94.- El vecino cotilla

     - ¡Pss! ¡Pss! Oye, chaval. Eres poli, ¿verdad?

    Hortensio no tuvo que buscar demasiado. Apenas había comenzado a rondar la casa de Plenilunio cuando un vecino asomó la cabeza por la ventana y comenzó a chistarle.

    - Se ha liado una gorda, ¿no es así?

    El tipo parecía más un cotilla pesado que alguien que pudiera proporcionar información relevante. Hortensio, no obstante, se animó a pincharle.

    - Sí que se ha liado gorda, sí... Oiga, ¿oyó usted algo? ¿Vio algo?

    El vecino torció el gesto y miró al cielo, como si estuviera exprimiéndose la cabeza.

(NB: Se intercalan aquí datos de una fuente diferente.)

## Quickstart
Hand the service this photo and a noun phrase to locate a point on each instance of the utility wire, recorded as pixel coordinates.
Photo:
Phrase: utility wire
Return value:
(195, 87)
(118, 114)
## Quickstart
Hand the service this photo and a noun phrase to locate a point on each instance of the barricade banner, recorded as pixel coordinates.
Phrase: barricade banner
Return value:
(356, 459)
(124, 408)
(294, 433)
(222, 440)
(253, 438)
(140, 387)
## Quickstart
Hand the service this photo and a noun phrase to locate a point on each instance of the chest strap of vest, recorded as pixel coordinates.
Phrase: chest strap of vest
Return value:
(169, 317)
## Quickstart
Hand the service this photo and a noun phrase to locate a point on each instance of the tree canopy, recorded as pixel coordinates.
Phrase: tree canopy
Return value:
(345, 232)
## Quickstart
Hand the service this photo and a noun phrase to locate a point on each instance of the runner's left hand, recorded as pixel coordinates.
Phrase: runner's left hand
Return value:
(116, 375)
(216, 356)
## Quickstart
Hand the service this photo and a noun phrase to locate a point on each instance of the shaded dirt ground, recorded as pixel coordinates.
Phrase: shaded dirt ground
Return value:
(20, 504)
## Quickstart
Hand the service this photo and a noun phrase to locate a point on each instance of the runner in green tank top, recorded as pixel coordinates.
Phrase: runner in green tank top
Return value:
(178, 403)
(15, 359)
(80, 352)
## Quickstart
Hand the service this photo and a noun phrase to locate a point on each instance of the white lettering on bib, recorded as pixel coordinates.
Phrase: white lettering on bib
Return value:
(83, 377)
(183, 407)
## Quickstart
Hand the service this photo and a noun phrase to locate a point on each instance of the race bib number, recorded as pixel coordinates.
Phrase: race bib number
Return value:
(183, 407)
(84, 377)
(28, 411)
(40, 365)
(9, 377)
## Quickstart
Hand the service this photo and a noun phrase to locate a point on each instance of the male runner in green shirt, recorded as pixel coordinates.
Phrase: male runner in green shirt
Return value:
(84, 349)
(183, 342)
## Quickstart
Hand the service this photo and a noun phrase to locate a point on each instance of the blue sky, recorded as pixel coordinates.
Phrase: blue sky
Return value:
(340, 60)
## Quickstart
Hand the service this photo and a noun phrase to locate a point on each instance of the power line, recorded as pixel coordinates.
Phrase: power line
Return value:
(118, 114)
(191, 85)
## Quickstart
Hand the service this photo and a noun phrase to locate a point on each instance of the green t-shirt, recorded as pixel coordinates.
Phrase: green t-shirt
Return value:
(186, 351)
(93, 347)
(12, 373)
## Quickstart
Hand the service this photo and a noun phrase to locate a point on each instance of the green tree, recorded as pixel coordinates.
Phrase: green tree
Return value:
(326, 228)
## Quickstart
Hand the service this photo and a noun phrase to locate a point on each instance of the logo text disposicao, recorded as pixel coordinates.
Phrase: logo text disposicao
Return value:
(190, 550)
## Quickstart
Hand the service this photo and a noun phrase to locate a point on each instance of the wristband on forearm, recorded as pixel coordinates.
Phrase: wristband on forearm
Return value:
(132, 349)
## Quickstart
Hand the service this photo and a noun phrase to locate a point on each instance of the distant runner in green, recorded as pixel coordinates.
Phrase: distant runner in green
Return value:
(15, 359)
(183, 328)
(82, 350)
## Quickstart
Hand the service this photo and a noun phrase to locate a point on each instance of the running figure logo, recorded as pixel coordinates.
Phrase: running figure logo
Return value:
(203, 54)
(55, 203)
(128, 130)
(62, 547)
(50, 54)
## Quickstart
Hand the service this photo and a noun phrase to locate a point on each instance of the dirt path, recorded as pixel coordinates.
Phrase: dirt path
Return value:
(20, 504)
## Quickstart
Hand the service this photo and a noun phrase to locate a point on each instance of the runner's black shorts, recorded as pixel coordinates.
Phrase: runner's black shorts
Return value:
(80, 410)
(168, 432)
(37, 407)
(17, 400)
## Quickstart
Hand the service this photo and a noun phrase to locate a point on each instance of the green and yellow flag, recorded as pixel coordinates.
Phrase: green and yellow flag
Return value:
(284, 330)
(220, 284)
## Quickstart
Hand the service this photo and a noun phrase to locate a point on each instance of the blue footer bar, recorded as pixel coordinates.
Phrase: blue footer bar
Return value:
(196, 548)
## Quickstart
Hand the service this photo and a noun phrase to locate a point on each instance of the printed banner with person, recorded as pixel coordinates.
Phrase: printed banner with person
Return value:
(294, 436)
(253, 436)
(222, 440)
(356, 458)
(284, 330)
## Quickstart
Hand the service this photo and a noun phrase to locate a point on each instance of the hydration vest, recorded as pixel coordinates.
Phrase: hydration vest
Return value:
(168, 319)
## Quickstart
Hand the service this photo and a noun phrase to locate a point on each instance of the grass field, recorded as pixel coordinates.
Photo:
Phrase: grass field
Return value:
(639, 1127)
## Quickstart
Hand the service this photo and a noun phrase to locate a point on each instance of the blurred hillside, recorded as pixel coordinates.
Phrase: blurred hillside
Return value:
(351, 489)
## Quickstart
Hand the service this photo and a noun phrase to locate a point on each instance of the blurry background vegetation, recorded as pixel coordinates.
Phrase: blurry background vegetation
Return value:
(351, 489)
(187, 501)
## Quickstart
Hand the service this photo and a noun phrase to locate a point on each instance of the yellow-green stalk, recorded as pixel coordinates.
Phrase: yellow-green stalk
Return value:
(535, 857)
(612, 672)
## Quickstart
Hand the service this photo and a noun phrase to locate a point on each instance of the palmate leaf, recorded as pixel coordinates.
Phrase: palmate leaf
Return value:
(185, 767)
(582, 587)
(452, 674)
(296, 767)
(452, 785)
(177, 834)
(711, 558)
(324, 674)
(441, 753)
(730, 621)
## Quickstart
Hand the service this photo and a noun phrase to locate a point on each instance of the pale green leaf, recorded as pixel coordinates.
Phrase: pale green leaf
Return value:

    - No, sinceramente. Bueno, hasta que comenzaron a llegar ustedes con sus sirenas y a despertar a todo el vecindario, claro.
    - Claro.

    "Irrelevante e insolente, mala combinación", pensó Hortensio. Lo había calado desde el principio.

    - ¿Conocía a la víctima?
    - Claro, era un escritor famoso.
    - ¿Sabe si alguien podría tener alguna razón para matarlo?
    - No, eso les toca investigarlo a ustedes...

    "Vaya, y encima graciosillo". Hortensio decidió tomar nota de su actitud.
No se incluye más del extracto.